Server-Proximal Aggregation for Federated Domain-Incremental Learning under Partial Participation: Task-Uniform Convergence and Backward Transfer
Longtao Xu ⋅ Jian Li
Abstract
Real-world federated systems seldom operate on static data: input distributions drift while privacy rules forbid raw data sharing. We study Federated Domain-Incremental Learning (FDIL), where (i) clients are heterogeneous, (ii) tasks arrive sequentially with shifting domains, and (iii) the label space remains fixed. Two theoretical pillars remain missing for FDIL under partial participation: a guarantee of backward knowledge transfer (BKT) and a convergence rate that holds *uniformly across the task sequence*. We introduce SPECIAL (Server-Proximal Efficient Continual Aggregation for Learning), a simple, memory-free FDIL algorithm that adds a single server-side ``anchor'' to FedAvg: in each round, the server aggregates updates from a uniformly sampled subset of clients and then blends the result with the previous global model via a lightweight proximal step. This anchor curbs cumulative drift without replay buffers, synthetic data, or task-specific heads, leaving communication cost and model size unchanged.
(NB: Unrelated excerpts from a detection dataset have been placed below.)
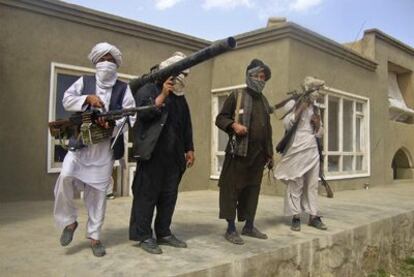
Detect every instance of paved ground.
[0,184,414,276]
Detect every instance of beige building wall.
[0,0,211,201]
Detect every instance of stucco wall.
[0,3,211,201]
[375,38,414,184]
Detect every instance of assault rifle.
[129,37,237,94]
[48,105,157,147]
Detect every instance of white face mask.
[95,61,118,88]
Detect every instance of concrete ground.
[0,184,414,276]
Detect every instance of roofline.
[235,22,377,71]
[0,0,211,51]
[364,28,414,56]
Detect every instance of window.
[319,85,370,179]
[211,86,370,180]
[211,85,246,179]
[47,63,133,173]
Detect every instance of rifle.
[129,37,237,94]
[48,105,157,150]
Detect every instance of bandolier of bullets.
[80,113,114,145]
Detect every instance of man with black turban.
[216,59,273,244]
[129,52,194,254]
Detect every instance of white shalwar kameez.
[54,77,136,240]
[274,105,323,216]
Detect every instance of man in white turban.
[274,77,327,231]
[54,42,135,257]
[129,52,194,254]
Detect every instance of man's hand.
[155,76,174,108]
[311,114,321,133]
[185,151,195,168]
[96,117,110,129]
[85,95,105,108]
[266,157,274,170]
[231,122,247,136]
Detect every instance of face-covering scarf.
[95,61,118,88]
[88,42,122,67]
[246,66,266,93]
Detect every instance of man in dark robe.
[129,52,194,254]
[216,59,273,244]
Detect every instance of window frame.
[321,86,371,180]
[47,62,136,173]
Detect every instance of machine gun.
[48,105,157,148]
[129,37,237,94]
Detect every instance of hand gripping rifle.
[48,105,157,150]
[129,37,237,94]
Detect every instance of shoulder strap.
[234,89,243,123]
[82,75,96,95]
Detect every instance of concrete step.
[0,184,414,276]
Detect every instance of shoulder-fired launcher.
[129,37,237,94]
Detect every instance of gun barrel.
[95,105,157,119]
[129,37,237,94]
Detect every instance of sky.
[64,0,414,47]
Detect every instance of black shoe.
[157,235,187,248]
[308,216,328,230]
[139,238,162,254]
[242,227,267,239]
[60,221,78,246]
[290,217,300,232]
[91,241,106,257]
[224,231,244,245]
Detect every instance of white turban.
[88,42,122,67]
[160,52,190,74]
[283,99,296,112]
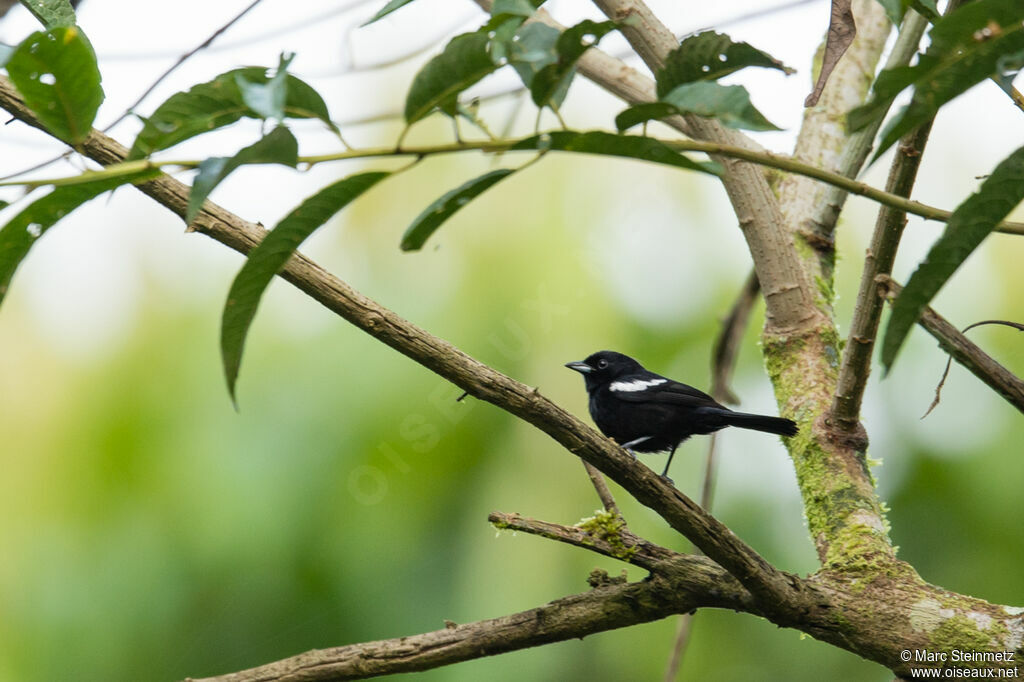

Our theory shows that SPECIAL (i) *preserves earlier tasks*: a BKT bound caps any increase in earlier-task loss by a drift-controlled term that shrinks with more rounds, local epochs, and participating clients; and (ii) *achieves task-uniform, communication-efficient convergence* for non-convex FDIL with partial participation: $\mathcal{O}\!\big(\sqrt{E/(NT)}\big)$ in expected gradient norm, with $E$ local epochs, $T$ rounds, and $N$ participating clients, while explicitly separating optimization variance from inter-task drift. Experiments on standard FDIL benchmarks corroborate the theory.